Learned URL Representations

The Feature Engineering Problem

The tree-based models from the previous article depend on six hand-crafted regex features that flag patterns like .js, collect, pixel, and sync in URL paths, alongside structural measures (path depth, URL length, query parameter count). These features encode domain knowledge about tracker URL conventions. They work, but they impose a ceiling: they can only capture patterns the engineer anticipated, and they collapse a high-dimensional URL string into a handful of binary flags and integer counts.

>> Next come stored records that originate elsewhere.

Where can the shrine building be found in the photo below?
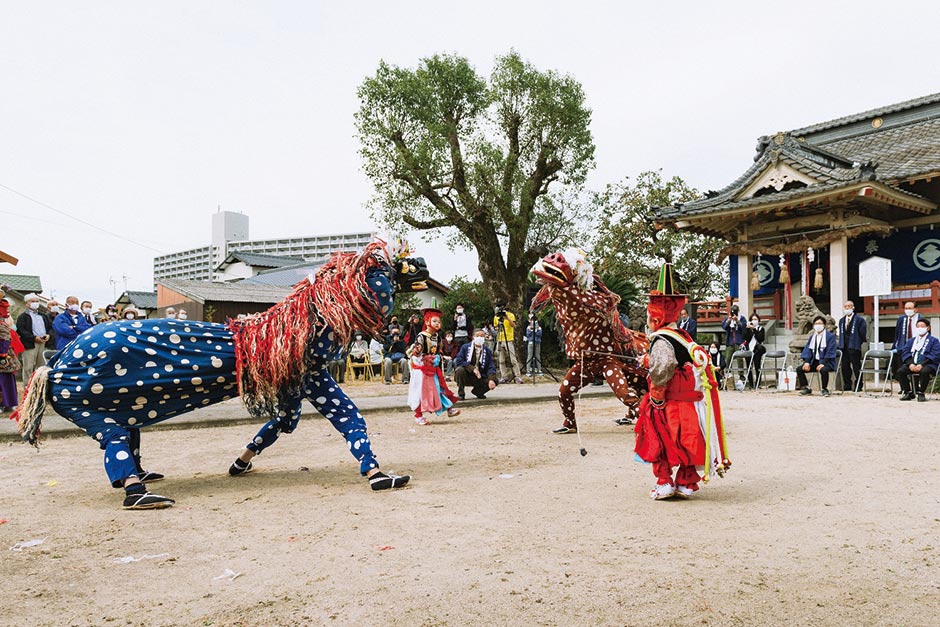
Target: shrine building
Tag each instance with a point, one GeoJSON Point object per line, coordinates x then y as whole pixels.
{"type": "Point", "coordinates": [819, 200]}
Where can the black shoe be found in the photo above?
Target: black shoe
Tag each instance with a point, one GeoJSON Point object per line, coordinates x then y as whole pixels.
{"type": "Point", "coordinates": [381, 481]}
{"type": "Point", "coordinates": [239, 467]}
{"type": "Point", "coordinates": [147, 501]}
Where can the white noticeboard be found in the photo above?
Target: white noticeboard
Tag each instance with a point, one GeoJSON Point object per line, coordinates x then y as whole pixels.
{"type": "Point", "coordinates": [874, 277]}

The question this article addresses is whether data-driven URL representations can replace or subsume these manually engineered features. We evaluate two approaches: TF-IDF embeddings reduced via truncated SVD (deployed in the final model), and a character-level CNN (experimental).

TF-IDF + SVD Embeddings

Tokenization and Vocabulary

The URL path is tokenized on standard delimiters (/, ?, &, =, ., -, _) and camelCase boundaries. All tokens are lowercased, and tokens shorter than 2 characters are discarded. From this token stream, we extract unigram and bigram features with sublinear term frequency weighting ( $\text{tf}' = \log(1 + \text{tf})$ ), which prevents high-frequency tokens like js or api from dominating the representation. The vocabulary is capped at 50,000 terms with a minimum document frequency of 5, filtering out URL-specific noise (session IDs, cache-busting hashes) that appears in fewer than 5 URLs across the corpus.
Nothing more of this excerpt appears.